Letters of credit and letters of guarantee, also known as bank guarantees, are financial tools that create cash flow for small businesses. LCs and LGs are credit lines that guarantee payments for goods and services. They're commonly used in international trade between sellers and buyers who lack established business ties or are unfamiliar with each other's trade laws or customs. Letters of credit facilitate transactions by releasing funds when all sales-agreement terms are met. Letters of guarantee help to protect buyers and sellers from losses, much like insurance policies.
Companies looking to buy goods or services apply for letters of credit through their banks. When a buyer and seller work out and confirm all the terms of a sales agreement, the bank transfers the funds to the seller's bank account. Sellers are called the "beneficiaries" of credit lines. The buyer and seller might agree, for example, that a textile shipment is to be delivered to a dry goods shop by the first of each month. The letter of credit guarantees that the seller receives payment by a certain date in an agreed-upon amount when the seller delivers the goods or services. If the buyer can't make a payment, the bank must pay either the full amount or the balance of the purchase.
Letters of guarantee protect buyers and sellers from damages or losses in sales agreements. Qualified buyers apply for LG funds from their banks, just as they would apply for lines of credit. Letters of guarantee allow small businesses to improve cash flow and expand into global markets as importers or exporters without suffering losses. Once buyers are approved for LGs, the funds are guaranteed. However, sellers are paid only when one of the two parties fails to honor the sales agreement. When the buyer, as the LG holder, can't pay the seller, the bank covers the debt.
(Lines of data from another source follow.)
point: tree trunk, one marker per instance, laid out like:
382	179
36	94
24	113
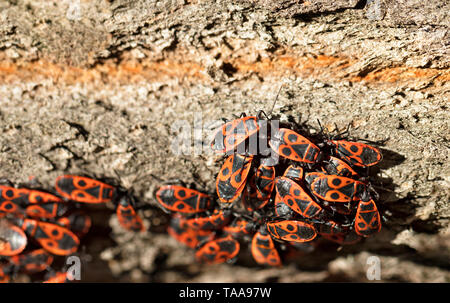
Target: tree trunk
96	87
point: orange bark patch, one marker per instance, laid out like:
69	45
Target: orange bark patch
321	67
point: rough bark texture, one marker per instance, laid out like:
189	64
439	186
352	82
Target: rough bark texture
95	89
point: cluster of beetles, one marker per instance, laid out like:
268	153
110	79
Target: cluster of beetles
280	189
37	225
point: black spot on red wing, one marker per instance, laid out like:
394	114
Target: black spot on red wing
240	129
225	172
306	232
238	163
300	149
368	156
353	148
292	138
238	178
348	190
334	196
94	191
286	151
336	181
312	153
191	201
228	245
67	242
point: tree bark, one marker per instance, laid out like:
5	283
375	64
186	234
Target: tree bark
95	87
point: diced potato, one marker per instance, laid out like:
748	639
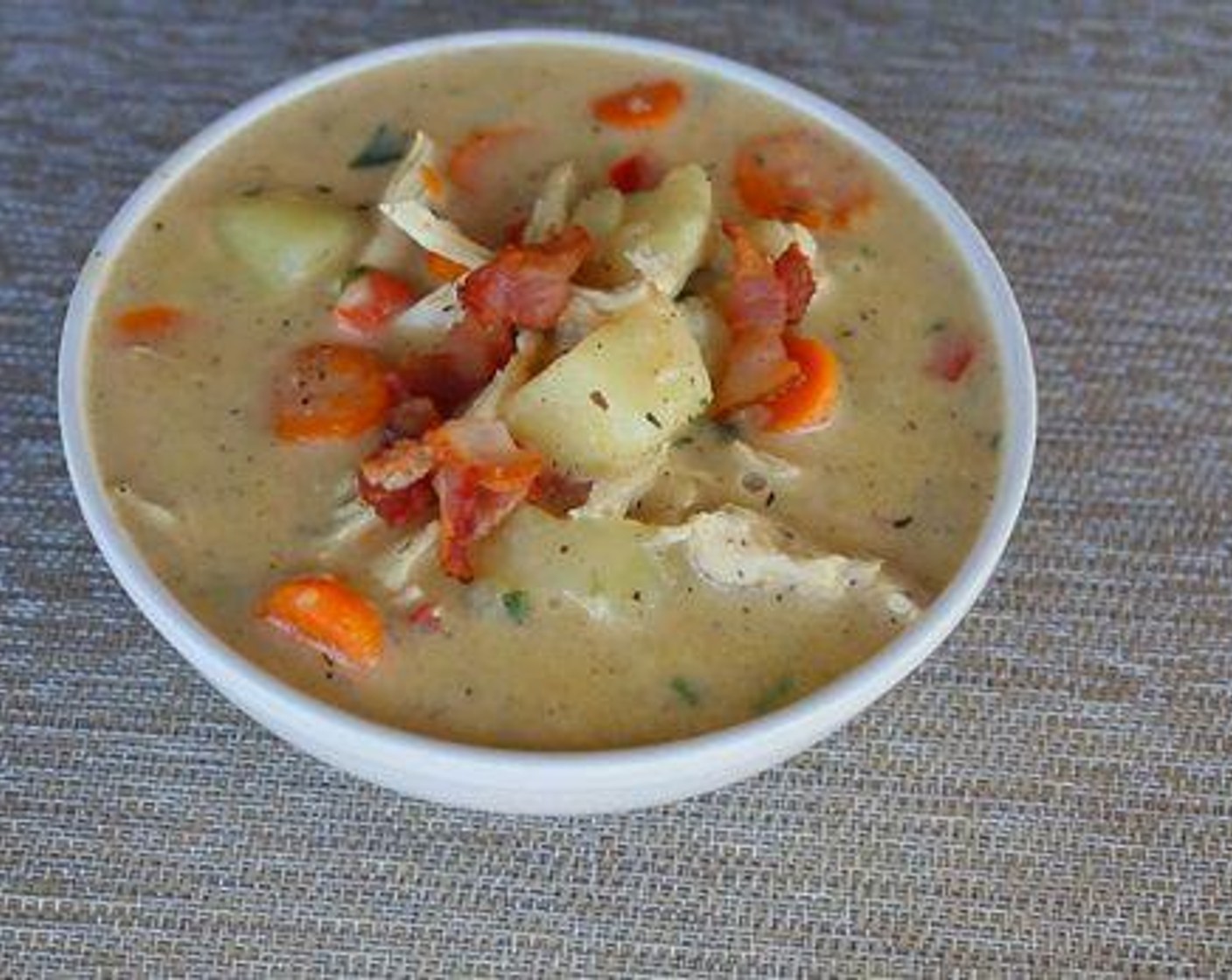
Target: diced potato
600	213
663	233
287	241
601	564
773	238
613	398
707	328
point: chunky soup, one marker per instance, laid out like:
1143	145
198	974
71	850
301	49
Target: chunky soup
546	398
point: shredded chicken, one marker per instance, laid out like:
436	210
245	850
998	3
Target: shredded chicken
395	566
147	510
734	548
613	496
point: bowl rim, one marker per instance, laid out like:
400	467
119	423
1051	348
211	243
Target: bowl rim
301	718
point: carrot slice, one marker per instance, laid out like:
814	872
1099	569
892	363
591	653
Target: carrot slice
647	105
809	400
444	269
755	368
331	391
144	323
329	615
370	301
467	160
432	181
951	358
799	177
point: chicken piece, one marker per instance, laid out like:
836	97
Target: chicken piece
733	548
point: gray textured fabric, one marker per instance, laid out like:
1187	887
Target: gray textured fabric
1050	793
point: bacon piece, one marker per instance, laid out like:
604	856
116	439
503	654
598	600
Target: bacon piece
399	507
458	368
794	274
395	481
634	172
482	476
557	492
426	617
410	416
757	298
757	368
526	285
951	358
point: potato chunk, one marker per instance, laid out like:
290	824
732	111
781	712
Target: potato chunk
613	398
662	234
287	241
601	564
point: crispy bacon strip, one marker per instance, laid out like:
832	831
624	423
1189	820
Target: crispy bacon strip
757	368
398	507
526	285
757	298
482	476
458	368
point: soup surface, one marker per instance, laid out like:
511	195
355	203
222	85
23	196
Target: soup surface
546	398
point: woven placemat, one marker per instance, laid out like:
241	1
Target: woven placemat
1051	793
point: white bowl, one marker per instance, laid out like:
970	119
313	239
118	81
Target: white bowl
552	781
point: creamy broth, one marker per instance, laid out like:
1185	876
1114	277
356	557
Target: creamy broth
903	471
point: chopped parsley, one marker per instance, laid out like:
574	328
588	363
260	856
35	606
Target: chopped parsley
383	147
350	275
775	696
685	692
518	606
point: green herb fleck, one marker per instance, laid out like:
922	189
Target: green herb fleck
775	696
347	277
518	606
383	147
685	692
726	431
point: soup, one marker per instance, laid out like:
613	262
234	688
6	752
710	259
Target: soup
546	398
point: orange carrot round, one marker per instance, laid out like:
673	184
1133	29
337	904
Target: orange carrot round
331	391
811	398
444	269
145	323
647	105
329	615
799	177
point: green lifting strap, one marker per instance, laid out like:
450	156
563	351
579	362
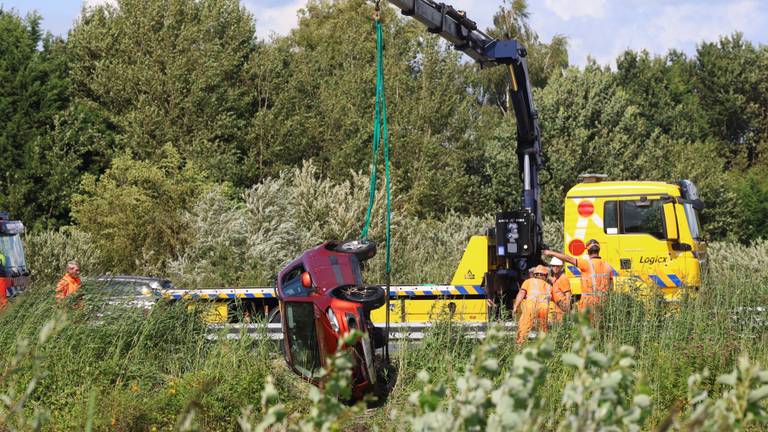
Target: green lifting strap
380	134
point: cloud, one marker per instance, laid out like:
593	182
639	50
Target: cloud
691	23
567	9
275	19
94	3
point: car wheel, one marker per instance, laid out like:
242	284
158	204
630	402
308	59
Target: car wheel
371	297
362	249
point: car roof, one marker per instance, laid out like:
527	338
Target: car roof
136	279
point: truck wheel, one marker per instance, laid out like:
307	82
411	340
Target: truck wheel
371	297
274	316
362	249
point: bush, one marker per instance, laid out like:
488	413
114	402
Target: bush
49	251
133	211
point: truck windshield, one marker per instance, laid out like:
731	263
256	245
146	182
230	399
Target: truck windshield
12	255
693	220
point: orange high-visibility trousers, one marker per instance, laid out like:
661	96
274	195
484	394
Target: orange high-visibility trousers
532	311
590	303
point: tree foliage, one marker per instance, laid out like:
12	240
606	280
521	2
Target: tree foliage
133	211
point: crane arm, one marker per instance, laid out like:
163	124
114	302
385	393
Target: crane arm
518	234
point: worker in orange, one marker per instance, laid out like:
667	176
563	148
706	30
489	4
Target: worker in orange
70	282
534	297
596	276
561	289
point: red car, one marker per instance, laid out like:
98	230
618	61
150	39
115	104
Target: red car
322	297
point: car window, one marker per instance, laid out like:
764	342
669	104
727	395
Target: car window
291	283
302	338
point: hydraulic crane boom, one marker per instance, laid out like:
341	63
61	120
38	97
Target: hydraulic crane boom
517	238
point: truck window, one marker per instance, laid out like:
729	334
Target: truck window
693	220
611	217
642	217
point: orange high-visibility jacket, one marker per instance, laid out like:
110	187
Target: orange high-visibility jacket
68	285
596	275
560	288
537	289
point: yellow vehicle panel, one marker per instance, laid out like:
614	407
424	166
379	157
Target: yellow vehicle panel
424	310
637	224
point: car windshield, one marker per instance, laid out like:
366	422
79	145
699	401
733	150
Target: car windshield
302	338
12	255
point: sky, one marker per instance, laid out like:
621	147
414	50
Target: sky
601	29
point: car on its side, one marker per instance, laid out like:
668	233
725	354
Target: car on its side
322	297
140	292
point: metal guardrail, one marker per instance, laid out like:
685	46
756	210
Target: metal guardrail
398	331
270	292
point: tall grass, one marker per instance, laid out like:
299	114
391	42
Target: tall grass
142	368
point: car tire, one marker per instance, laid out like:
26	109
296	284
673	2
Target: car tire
370	296
362	249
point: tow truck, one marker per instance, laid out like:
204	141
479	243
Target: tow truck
669	257
14	274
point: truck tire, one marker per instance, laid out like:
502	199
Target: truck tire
362	249
370	296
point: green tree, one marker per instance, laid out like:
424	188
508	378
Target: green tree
511	21
752	190
170	72
663	88
35	175
325	103
730	79
133	212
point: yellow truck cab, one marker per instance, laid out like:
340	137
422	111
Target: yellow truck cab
648	231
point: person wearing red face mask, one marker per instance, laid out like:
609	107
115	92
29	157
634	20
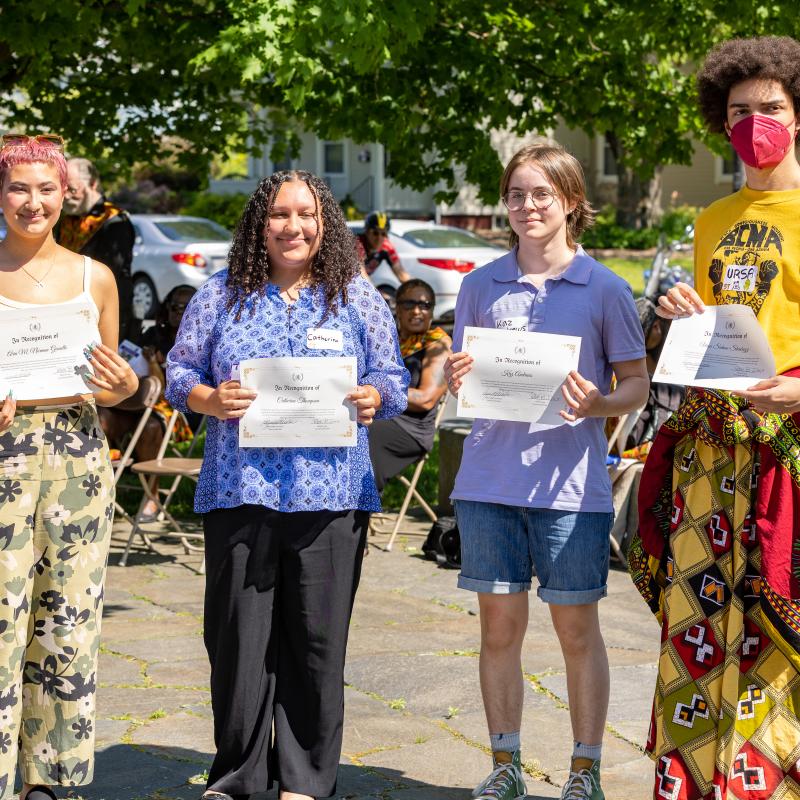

Application forms for letters of credit and letters of guarantee vary by bank, but generally include basic information. Applicants for letters of credit fill in data such as the name of the bank's branch, the application date, the expiration date, and the applicant and beneficiary's name. Applicants also might specify how the bank should issue the LC funds to the beneficiary's bank, usually by mail or electronically; the currency and payment amount; and whether partial shipment of the goods is acceptable.
Application forms for letters of guarantee require the applicant and beneficiary's names; they might also include space for details of any conditions or obligations on the applicant or beneficiary's part.
Some letters of credit are transferable, which means the LC holder's bank may pass on payment to a third party, such as a manufacturer or wholesaler. Revolving letters of credit are used for sales agreements in which the buyer is to receive regular shipments over a period of time. In this case, the letter of credit holder's bank reissues the credit line as funds are drawn on the account. Banks issue confirmed letters of credit when sellers, or exporters, are concerned about the credibility of the buyer's bank or native country. Sellers may look for a second bank, typically from their native country, to grant a confirmed LC to cover payment. Standby letters of credit are similar to letters of guarantee in that they pay for sellers' goods when buyers default on sales agreements.
A payment guarantee protects suppliers if buyers fail to pay on time. Banks issue performance bonds as guarantee payments of a certain amount when sellers breach the agreements made with buyers. Letters of guarantee also are issued for advanced payments, customs guarantees and credit collateral.